Size of Image in RAM
Scott Rossi
scott at tactilemedia.com
Wed Feb 8 00:35:41 EST 2017
You say the mode is 8 bit. I might be wrong, but I don’t believe JPEG supports 8 bit (256 color) images. Even if it does technically, the format is not really intended for 8 bit images, but rather 16 bit or higher.
When I generate an 8 bit indexed color image in Photoshop and look at the Save As menu, JPEG is not an option. If I instead choose Save for Web which allows saving as JPEG, the resulting image re-opens in Photoshop in RGB (24 bit color) mode.
So as I read question, you’re getting a 24 bit image because you’re saving in JPEG format.

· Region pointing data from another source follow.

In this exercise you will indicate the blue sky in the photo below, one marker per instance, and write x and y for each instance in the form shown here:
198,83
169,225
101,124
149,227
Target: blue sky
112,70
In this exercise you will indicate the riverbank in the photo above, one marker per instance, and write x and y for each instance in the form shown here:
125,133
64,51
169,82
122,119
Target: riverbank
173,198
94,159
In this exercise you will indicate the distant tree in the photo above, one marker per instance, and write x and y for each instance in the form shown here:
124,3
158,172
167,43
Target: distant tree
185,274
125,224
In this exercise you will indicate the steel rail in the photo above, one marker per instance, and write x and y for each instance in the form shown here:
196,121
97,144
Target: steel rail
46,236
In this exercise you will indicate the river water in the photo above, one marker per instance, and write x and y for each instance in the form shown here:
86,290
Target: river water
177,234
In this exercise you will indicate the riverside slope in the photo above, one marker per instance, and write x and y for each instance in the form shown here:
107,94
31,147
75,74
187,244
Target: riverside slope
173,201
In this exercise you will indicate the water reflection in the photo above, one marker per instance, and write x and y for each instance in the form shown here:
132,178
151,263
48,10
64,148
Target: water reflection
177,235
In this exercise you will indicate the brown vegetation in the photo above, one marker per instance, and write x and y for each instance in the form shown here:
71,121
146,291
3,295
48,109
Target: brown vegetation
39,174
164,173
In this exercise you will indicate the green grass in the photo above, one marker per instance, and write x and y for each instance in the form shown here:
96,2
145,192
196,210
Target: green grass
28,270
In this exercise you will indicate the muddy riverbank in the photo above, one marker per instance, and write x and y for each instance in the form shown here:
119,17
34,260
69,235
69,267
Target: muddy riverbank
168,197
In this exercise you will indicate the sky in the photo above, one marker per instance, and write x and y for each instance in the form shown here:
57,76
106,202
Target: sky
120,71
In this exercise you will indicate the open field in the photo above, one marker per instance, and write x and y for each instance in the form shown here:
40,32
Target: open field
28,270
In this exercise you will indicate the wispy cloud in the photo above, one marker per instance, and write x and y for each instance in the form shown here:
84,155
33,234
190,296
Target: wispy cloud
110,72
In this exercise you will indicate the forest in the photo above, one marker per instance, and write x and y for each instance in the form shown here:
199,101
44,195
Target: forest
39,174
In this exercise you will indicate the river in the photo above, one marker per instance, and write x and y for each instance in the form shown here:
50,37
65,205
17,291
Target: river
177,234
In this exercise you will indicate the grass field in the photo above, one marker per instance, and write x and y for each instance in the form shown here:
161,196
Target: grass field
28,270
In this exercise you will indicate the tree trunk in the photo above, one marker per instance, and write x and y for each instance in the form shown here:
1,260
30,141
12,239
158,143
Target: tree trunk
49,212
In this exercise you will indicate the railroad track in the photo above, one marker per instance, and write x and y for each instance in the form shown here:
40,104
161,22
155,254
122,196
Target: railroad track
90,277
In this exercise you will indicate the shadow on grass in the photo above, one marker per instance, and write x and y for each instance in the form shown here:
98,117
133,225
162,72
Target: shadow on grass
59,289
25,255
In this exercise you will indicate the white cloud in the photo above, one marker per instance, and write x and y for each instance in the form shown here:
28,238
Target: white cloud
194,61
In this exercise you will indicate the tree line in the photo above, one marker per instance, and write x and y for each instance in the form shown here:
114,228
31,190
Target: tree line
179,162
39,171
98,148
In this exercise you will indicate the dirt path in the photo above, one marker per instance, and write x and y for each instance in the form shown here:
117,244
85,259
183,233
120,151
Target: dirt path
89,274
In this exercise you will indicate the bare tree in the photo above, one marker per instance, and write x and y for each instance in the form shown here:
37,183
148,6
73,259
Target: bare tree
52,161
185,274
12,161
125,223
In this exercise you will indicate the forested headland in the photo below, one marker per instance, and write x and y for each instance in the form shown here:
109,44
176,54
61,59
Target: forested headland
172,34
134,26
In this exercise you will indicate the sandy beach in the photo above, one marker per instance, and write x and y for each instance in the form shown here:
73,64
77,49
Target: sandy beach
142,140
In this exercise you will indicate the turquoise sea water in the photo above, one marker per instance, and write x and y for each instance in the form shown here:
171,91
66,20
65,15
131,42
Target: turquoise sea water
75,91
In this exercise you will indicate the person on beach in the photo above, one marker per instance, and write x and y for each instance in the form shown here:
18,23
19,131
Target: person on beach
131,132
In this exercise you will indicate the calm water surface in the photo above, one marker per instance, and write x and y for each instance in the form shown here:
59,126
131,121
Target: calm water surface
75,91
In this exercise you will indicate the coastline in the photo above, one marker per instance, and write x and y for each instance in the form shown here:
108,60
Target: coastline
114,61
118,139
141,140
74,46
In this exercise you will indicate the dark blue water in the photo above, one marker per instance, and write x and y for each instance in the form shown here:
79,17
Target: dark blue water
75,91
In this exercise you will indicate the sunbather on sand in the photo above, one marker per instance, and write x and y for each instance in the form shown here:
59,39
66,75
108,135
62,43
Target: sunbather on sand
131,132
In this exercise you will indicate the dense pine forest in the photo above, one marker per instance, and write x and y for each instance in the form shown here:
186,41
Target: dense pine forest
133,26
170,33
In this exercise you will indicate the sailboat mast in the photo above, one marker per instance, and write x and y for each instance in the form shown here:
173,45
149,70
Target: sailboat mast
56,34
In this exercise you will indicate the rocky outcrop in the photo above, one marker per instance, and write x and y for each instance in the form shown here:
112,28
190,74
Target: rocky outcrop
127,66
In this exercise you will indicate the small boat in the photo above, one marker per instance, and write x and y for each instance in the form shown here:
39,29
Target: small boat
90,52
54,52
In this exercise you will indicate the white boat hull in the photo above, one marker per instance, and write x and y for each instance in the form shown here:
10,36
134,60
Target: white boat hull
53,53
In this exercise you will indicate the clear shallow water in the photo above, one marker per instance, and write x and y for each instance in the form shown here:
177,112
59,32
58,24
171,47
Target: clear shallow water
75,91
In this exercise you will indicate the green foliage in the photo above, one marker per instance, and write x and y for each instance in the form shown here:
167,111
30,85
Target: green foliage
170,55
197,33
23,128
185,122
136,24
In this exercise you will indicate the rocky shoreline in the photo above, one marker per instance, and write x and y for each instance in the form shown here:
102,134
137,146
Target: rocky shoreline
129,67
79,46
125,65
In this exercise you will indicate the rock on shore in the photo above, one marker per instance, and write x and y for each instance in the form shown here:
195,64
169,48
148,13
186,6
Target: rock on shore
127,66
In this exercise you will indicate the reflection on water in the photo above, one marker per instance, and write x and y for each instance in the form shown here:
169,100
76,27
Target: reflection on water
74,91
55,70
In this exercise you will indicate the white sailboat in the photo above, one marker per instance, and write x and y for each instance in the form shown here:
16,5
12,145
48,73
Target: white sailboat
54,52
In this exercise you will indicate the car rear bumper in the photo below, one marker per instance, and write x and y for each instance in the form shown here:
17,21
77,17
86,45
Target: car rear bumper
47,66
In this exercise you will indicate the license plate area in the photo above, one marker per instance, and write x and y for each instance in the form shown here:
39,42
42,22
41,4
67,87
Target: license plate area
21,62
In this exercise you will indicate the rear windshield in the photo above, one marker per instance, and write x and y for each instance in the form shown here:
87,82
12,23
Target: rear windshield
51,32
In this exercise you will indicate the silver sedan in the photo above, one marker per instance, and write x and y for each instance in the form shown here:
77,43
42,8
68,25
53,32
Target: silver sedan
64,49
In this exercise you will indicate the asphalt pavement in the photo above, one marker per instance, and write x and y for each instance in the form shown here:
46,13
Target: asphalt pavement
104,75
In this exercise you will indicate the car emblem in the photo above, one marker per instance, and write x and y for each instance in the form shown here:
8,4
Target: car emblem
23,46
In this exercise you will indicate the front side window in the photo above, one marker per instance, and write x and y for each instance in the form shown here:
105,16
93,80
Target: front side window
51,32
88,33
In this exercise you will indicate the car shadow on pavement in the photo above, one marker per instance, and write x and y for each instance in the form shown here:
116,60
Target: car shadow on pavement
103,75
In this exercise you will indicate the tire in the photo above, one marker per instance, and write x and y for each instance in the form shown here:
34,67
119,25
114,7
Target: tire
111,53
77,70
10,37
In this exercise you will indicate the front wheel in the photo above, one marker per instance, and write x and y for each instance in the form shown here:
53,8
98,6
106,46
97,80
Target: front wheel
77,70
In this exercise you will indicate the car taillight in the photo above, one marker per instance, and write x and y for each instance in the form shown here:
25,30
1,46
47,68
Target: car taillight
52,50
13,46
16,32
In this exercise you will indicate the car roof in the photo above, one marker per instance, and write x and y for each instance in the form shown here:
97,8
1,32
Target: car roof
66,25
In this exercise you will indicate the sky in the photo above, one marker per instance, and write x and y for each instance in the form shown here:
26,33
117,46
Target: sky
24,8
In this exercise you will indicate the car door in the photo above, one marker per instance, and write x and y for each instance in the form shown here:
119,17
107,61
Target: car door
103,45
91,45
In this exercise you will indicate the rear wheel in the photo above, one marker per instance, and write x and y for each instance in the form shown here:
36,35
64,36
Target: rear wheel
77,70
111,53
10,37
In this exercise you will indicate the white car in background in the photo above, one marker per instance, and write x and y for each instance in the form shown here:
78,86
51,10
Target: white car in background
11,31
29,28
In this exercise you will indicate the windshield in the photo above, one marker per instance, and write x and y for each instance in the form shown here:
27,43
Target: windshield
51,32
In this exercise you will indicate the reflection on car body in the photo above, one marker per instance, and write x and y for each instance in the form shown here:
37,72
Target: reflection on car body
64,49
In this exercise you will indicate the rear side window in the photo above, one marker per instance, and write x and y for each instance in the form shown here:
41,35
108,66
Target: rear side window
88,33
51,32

If you really want to save as 8 bit color, use PNG or GIF.
Regards,
Scott Rossi
Creative Director
Tactile Media, UX/UI Design
> On Feb 7, 2017, at 7:45 PM, Sannyasin Brahmanathaswami via use-livecode <use-livecode at lists.runrev.com> wrote:
>
> I'm trying to optimize for Mobile. Photoshop is playing tricks on me
>
> given a 38K jpg;
>
> rect 3 X 5
>
> 552px w
> 736 px h
> 72 dpi (irrelevant for screen)
>
> Open in Photoshop: it indicates 1.16M in RAM, but mode is 8 bit… but
>
> but the online calculation sites for file size for that rect/bit-depth should make it only take up 398k or so, in RAM.
>
> If I change the online calculator for that rect to "24 bit" it returns the exactly size (1.16M) I'm seeing in photoshop…roughly 3X the size of the 8 bit, which is what we would expect.
>
> So
>
> 1) Why is Photoshop reporting the files size as if it were 24 bit? and
> 2) Does LC have a function to check the size of an image in terms of RAM consumed? I couldn't find one in the dictionary.